Other analysts, including Mike Marzolf, a portfolio manager with Thrivent Financial, were bothered because Microsoft dropped a $2 billion spending bombshell and didn't specify where the money would go.

But that question was largely answered this week, when CEO Steve Ballmer unveiled adCenter , the company's new Internet search advertising service, and said Microsoft will increase R&D spending for MSN by 57% to $1.1 billion and increase capital spending for the Web portal to $500 million from $300 million this year.

That's plenty of cash, but remember: Ads related to Internet searches pulled in some $5 billion in revenue last year. And Google ( GOOG), of course, is a formidable competitor, with a very long lead over Microsoft, which leads investors to ask if Microsoft can defeat Eric Schmidt & Co.

But that's the wrong question to ask. The right question is this: "Can Microsoft make money competing with Google and Yahoo! ( YHOO)?

The answer remains to be seen, but Goldman Sachs analyst Rick Sherlund framed the question well in a recent note. "To be big it may not be necessary to beat Google. Perhaps the view is that Microsoft will be broader in directing ads than Google or Yahoo! by leveraging a broader array of services including video games with Xbox directed advertising, mobile, small business hosted services (Office Live), and third-party generated content built with Microsoft's tools."

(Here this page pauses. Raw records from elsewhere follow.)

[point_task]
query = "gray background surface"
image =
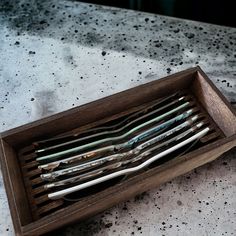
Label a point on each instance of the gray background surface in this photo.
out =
(55, 55)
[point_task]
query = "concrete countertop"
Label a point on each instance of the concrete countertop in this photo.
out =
(57, 54)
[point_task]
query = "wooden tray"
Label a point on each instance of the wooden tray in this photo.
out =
(25, 212)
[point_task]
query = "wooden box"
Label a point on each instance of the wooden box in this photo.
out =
(22, 206)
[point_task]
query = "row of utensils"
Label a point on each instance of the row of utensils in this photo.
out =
(122, 147)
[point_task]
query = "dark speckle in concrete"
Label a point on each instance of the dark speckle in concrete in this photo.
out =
(68, 69)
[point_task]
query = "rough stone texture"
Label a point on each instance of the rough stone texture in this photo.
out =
(57, 54)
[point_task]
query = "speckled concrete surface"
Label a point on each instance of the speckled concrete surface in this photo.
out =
(56, 54)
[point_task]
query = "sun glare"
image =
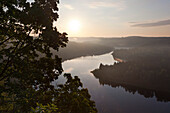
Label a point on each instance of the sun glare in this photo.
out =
(74, 25)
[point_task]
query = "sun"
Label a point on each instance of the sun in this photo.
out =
(74, 25)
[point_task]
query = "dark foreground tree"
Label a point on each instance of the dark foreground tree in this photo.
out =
(27, 66)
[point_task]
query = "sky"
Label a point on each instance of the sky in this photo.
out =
(114, 18)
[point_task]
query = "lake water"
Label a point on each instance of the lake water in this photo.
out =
(107, 98)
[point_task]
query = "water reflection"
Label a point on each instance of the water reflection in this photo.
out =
(107, 98)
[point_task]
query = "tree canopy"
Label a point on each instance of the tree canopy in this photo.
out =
(27, 65)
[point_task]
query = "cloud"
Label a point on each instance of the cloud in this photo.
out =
(68, 6)
(118, 5)
(153, 24)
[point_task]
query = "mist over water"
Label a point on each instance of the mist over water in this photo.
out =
(110, 99)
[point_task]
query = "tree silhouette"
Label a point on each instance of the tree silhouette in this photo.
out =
(27, 65)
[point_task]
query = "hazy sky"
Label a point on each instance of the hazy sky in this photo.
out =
(112, 18)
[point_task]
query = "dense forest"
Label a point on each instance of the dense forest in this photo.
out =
(145, 70)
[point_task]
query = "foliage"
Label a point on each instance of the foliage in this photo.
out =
(27, 65)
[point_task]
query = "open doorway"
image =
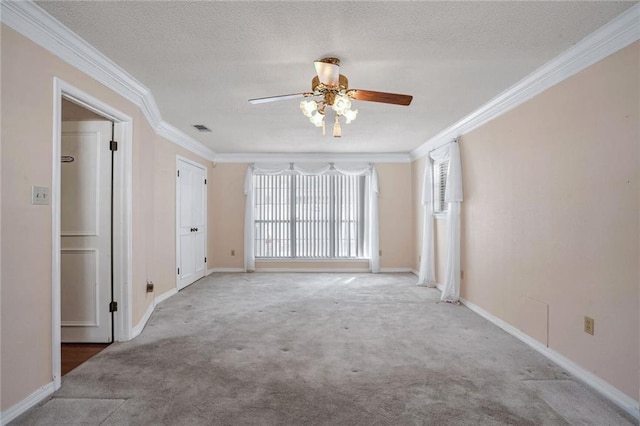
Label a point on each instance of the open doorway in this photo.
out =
(86, 192)
(92, 226)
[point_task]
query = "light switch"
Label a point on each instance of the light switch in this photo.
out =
(40, 195)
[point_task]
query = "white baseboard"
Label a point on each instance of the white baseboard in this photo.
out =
(164, 296)
(394, 270)
(11, 413)
(135, 331)
(235, 270)
(619, 398)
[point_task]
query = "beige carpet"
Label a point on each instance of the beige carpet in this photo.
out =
(320, 349)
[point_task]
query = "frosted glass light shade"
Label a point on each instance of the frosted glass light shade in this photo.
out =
(308, 107)
(350, 115)
(317, 119)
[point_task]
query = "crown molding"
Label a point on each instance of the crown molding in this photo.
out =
(312, 157)
(608, 39)
(33, 22)
(28, 19)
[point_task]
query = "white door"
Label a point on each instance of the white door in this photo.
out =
(191, 196)
(85, 224)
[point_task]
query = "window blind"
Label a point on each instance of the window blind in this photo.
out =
(440, 171)
(309, 216)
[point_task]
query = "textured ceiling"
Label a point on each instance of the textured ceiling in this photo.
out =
(203, 60)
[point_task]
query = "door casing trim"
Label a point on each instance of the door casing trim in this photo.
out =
(180, 158)
(122, 208)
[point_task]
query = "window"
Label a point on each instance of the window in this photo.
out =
(309, 217)
(440, 170)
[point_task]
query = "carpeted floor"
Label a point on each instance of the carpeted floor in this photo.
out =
(320, 349)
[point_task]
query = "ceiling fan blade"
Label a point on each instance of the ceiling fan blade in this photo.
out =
(387, 98)
(277, 98)
(328, 73)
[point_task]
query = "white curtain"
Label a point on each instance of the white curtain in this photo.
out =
(249, 228)
(453, 197)
(427, 274)
(353, 169)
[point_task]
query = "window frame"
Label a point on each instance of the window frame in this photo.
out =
(295, 220)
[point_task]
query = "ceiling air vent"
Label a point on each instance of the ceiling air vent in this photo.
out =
(201, 128)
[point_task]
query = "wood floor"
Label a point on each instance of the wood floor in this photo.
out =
(74, 354)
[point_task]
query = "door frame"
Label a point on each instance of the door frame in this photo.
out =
(122, 215)
(206, 219)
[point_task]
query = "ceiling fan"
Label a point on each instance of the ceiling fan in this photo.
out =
(331, 89)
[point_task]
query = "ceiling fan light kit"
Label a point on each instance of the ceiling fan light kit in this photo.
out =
(333, 90)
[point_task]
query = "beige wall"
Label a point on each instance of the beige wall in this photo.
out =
(27, 120)
(395, 215)
(226, 219)
(226, 215)
(550, 217)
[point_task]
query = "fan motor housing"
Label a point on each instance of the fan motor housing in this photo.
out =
(316, 86)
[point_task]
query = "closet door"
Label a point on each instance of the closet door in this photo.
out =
(191, 199)
(85, 258)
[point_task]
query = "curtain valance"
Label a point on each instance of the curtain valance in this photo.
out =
(352, 169)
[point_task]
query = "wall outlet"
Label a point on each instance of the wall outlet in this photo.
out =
(589, 325)
(40, 195)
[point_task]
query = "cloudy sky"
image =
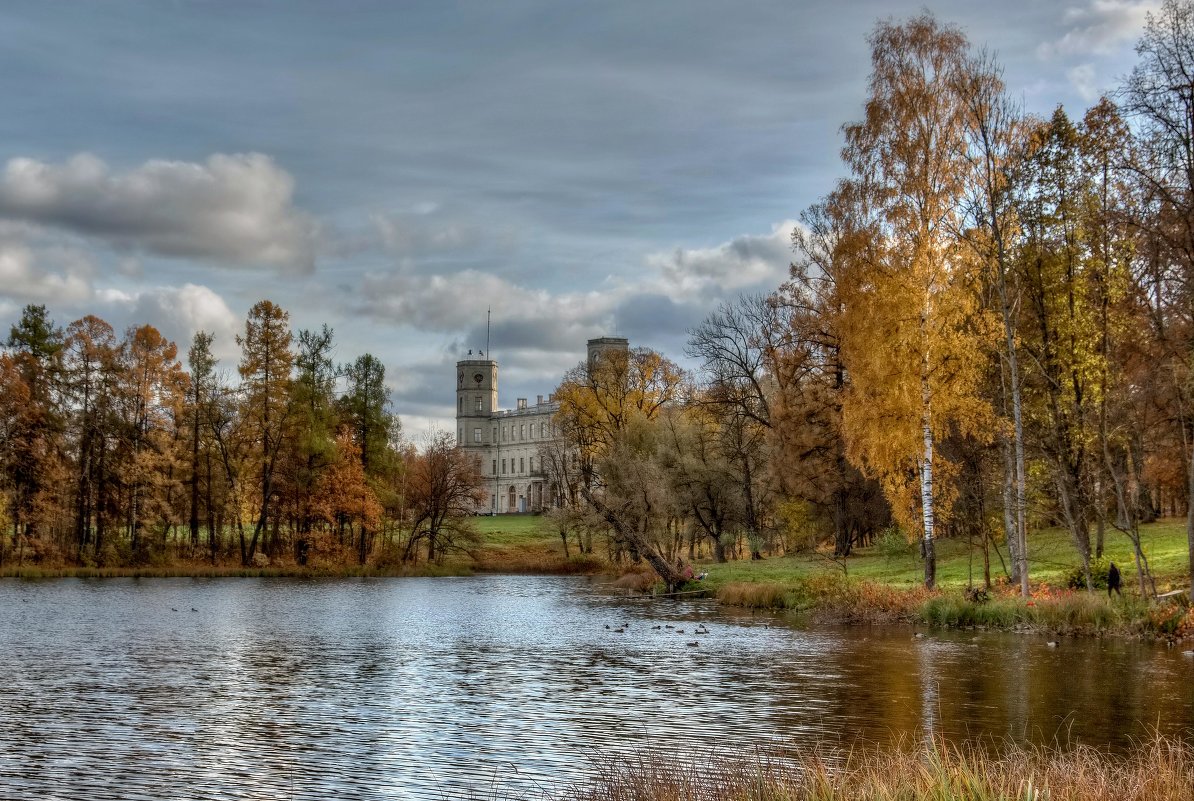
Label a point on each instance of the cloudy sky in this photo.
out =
(395, 168)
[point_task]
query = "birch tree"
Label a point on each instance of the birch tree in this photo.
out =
(912, 333)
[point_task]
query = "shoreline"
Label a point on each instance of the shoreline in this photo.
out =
(820, 599)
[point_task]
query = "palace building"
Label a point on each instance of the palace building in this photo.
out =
(506, 442)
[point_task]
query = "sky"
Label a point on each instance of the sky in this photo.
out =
(395, 170)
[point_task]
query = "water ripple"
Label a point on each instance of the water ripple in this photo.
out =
(496, 686)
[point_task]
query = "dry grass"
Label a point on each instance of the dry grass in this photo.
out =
(1159, 769)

Fair enough. But investors are running out of patience with the company, and it had better show some results -- or at least convince investors that good results are coming before too long.

"I'm going to give Microsoft a few more quarters," says Daniel Morgan, portfolio manager for Synovus Investment Advisors. Asked why he can't a bit more patient, Morgan spoke for many hard-pressed managers, saying: "I'm judged on my results and I've been in this stock for a long time."

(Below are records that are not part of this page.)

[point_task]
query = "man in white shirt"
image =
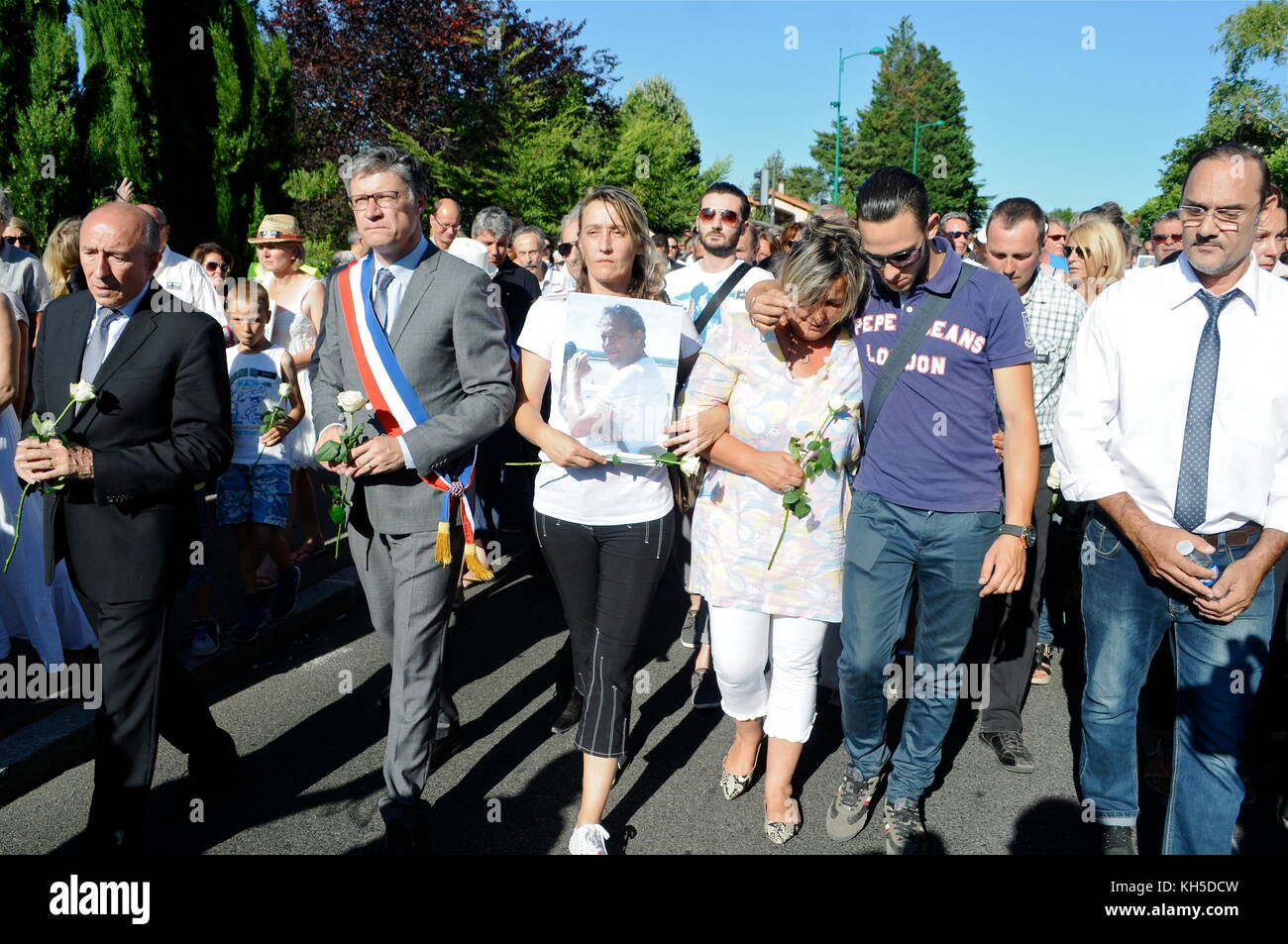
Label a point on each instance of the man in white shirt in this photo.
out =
(180, 275)
(721, 223)
(1172, 421)
(1016, 233)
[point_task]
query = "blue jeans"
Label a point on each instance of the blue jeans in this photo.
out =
(885, 545)
(1219, 666)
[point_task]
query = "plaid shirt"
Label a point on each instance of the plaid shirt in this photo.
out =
(1054, 312)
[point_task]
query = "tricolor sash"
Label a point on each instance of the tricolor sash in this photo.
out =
(397, 406)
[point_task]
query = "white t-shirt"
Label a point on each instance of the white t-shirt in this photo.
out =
(254, 377)
(604, 493)
(183, 278)
(694, 287)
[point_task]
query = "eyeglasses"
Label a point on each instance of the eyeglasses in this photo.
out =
(385, 200)
(900, 261)
(1227, 217)
(708, 213)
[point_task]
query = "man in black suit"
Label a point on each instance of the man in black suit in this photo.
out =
(158, 426)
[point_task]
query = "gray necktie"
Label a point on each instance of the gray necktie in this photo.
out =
(1192, 483)
(95, 348)
(381, 301)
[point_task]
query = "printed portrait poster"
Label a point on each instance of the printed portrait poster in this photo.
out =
(618, 373)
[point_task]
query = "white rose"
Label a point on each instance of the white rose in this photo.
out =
(351, 400)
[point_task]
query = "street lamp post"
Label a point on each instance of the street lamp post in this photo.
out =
(836, 161)
(915, 136)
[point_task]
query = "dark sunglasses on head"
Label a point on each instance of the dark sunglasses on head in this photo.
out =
(708, 214)
(898, 259)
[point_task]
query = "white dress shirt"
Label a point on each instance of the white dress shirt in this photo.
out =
(1121, 425)
(117, 327)
(183, 278)
(402, 270)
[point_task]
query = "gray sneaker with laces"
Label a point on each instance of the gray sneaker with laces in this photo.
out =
(905, 829)
(851, 806)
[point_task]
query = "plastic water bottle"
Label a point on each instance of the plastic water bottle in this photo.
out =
(1186, 550)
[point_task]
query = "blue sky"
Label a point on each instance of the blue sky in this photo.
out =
(1050, 120)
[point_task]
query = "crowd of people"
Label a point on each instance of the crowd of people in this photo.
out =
(885, 437)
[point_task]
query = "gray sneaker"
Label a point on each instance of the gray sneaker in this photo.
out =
(851, 806)
(905, 829)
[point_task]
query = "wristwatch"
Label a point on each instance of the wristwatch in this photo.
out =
(1029, 535)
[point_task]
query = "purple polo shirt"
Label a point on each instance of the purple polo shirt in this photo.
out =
(931, 447)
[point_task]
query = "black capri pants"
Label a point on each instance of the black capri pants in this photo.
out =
(606, 576)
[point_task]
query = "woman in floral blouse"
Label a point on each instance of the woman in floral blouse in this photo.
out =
(799, 378)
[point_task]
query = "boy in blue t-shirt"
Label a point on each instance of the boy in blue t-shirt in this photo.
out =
(927, 500)
(254, 494)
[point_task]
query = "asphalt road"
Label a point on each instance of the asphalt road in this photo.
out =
(310, 730)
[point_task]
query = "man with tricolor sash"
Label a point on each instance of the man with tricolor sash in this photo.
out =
(413, 330)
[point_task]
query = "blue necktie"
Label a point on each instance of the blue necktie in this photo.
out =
(1192, 483)
(381, 301)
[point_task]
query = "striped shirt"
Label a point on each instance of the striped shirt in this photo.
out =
(1055, 313)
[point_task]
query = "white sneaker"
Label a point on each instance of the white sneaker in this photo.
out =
(588, 840)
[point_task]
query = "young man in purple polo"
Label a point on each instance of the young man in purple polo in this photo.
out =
(928, 498)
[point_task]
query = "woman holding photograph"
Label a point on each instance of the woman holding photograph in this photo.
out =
(604, 530)
(799, 378)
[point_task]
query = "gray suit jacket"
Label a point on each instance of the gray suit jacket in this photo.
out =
(451, 344)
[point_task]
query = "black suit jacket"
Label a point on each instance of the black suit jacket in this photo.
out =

Microsoft needs to do something different. Its core business is a cash cow, but everyone knows that the days of hyper growth for PC-related businesses are over. The way I see it, Microsoft either follows through on its commitment to the Internet and related businesses or goes the way of Bethlehem Steel and the West Coast ship-repair industry.

If you don't think the company should spend serious bucks in the Internet-advertising space, what's the alternative? Email your suggestion to me at and I'll try to find the space to reprint a few next week.

RIM Shot

The embattled management of Research In Motion ( RIMM) didn't get much time to savor the end of legal hostilities with NTP. Within 10 days of the settlement, nearly all of the gains made by the company's shares had been erased amid worries over fundamentals like subscriber growth. The stock has yet to recover from the mid-March slide, and there's no indication that good times are just ahead.

The lawsuit initiated this week against RIM by privately held Visto "may be obscuring important competitive dynamics working against RIM in its efforts to step market share losses to rivals," says Rich Williams, chief software analyst for ICAP. (It's worth noting, by the way, that unlike NTP, Visto ships real products and its patents have been upheld.)

On its latest earnings call, management talked about pent-up demand for the Blackberry, which sustained stalled sales due to the threat of an NTP injunction. But Williams says his research shows no such thing. "The pent-up demand appears to be focused on Motorola's ( MOT) 'Q' product, a smart phone competitor to BlackBerry that supports Microsoft's Windows Mobile v5 for smart phones."

What's more, "various customers in the process of acquiring and deploying mobile email and Connected Device capabilities, according to industry experts we polled, are no longer viewing BlackBerry as the go-to provider. Instead, rivals like Palm ( PALM), Nokia ( NOK) and Motorola are garnering significant interest and landing deals."